The last month has seen some fairly unsettled weather, with cold snaps interspersed by some unseasonably mild days. The cold and frosty spells have tended to keep foliar diseases at bay and have deterred slugs from coming out of hibernation. On the easier to work ground ploughs have been out catching up on the backlog. Hopefully all operatives have been briefed on the Good Agricultural and Environmental Conditon (GAEC) requirement of not cultivating within 2m of a hedge or the top of the bank next to a watercourse.
Most winter crops will have had their phosphate and potash applications. The first top dressings of nitrogen will have been applied to winter oilseed rape and winter barley. In general winter wheat crops are not showing the same degree of urgency to get on with the nitrogen. However, as soil temperatures rise that job will rise up the priority table.
Many winter barley fields will soon be approaching the GS30 timing. There are low levels of mildew and net blotch, which need to be kept in check and no doubt rhynchosporium will rear its head if the weather turns warm and wet. A cyprodinil/morpholine mix will help to keep the resistance pressure off the triazole chemistry, which will be required later in the programme. Some more manganese at this timing will assist in maintaining green leaf.
Oilseed rape crops always look a bit shabby coming out of winter, however, the recently applied nitrogen will soon get crops stretching. Light leaf spot is on the rise. A reasonable dose of prothioconazole and/or tebuconazole will be necessary for effective control. Add in some boron and molybdenum with this mixture. This will be the last chance to tidy up any weeds, mainly mayweed and sow thistle, so a judgement will need to be made about the economic response to any application – choice is limited.

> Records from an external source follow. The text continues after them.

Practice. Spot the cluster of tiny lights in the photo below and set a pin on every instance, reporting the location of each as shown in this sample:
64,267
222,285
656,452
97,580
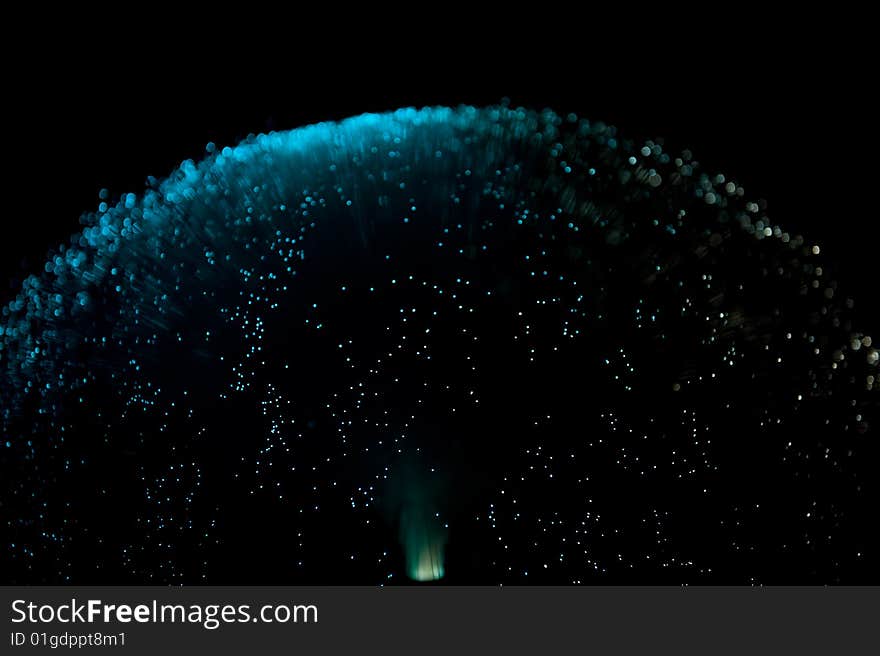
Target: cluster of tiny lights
478,345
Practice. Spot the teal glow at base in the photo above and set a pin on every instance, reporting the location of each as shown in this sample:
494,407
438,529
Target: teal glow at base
426,564
422,532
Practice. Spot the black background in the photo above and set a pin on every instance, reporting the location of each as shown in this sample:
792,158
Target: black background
785,108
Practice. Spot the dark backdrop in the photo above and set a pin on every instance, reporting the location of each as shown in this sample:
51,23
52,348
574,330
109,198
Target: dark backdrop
787,109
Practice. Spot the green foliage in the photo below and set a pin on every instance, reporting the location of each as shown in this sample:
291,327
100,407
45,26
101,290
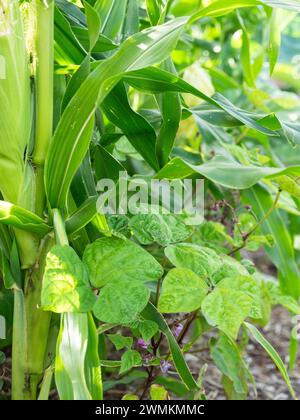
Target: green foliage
183,291
159,90
113,259
66,282
121,301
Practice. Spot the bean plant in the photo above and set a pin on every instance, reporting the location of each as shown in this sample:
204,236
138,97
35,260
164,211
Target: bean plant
92,303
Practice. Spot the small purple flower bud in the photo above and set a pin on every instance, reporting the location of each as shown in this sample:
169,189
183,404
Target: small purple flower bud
143,344
177,330
165,366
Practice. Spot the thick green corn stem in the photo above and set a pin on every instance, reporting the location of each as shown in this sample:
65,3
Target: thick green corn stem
38,321
31,339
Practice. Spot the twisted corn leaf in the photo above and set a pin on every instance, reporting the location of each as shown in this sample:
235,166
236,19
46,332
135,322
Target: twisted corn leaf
15,116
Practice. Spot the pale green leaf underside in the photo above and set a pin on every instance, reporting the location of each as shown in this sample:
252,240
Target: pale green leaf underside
66,283
112,259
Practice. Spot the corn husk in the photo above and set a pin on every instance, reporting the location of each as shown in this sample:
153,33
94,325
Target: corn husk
15,100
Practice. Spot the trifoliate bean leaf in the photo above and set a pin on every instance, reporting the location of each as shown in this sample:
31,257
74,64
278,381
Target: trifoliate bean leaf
121,301
111,259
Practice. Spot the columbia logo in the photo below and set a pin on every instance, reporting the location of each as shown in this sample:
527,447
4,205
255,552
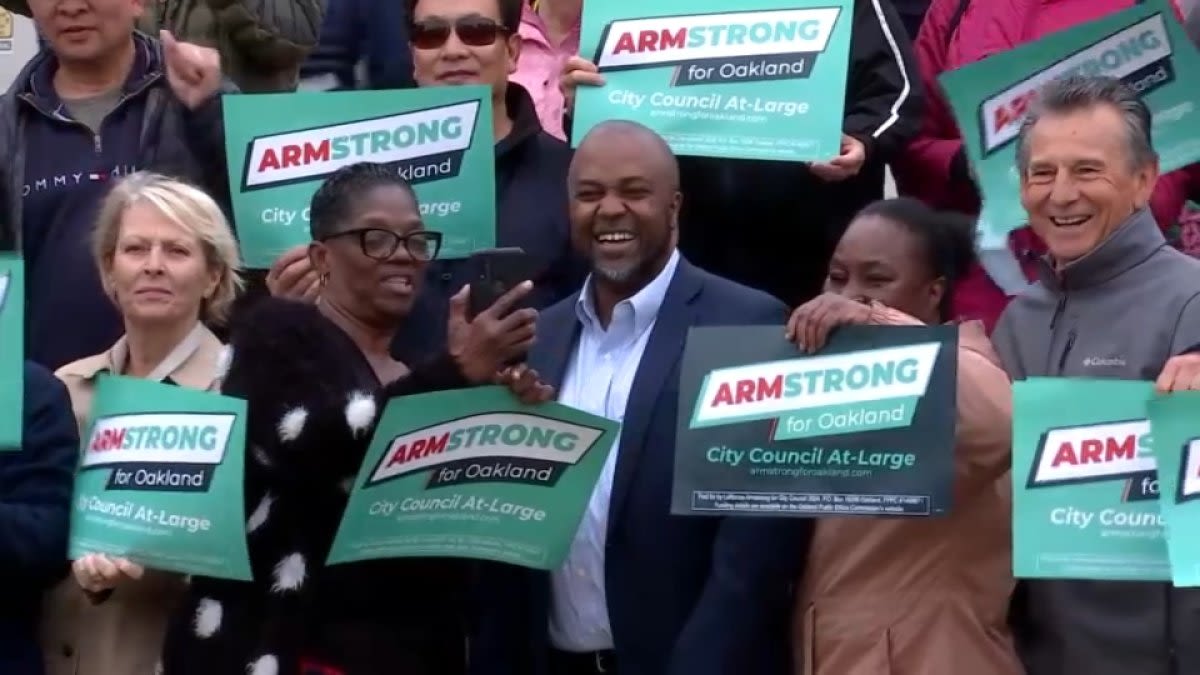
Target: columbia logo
1101,362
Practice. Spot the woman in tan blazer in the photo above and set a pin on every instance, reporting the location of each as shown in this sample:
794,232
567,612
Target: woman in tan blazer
168,261
913,596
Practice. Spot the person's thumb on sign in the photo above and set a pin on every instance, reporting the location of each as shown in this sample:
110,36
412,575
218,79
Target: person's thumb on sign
847,163
577,71
193,72
96,572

As a result of the wet autumn many wheat crops will not have had any weed control. The earlier you can get on, the easier and cheaper it will be to achieve satisfactory control. In the main the problem will be annual meadow grass (AMG) and a range of broad-leaved weeds. A mix of a sulfonylurea plus residual partner may be required. A planned strategy for disease control will be needed to keep on top of septoria in particular, given that most varieties do not have high levels of resistance. The main requirement will be to use a mix of multisite and single site actives and, weather permitting, do not extend spray intervals. No doubt mother nature will keep us all guessing.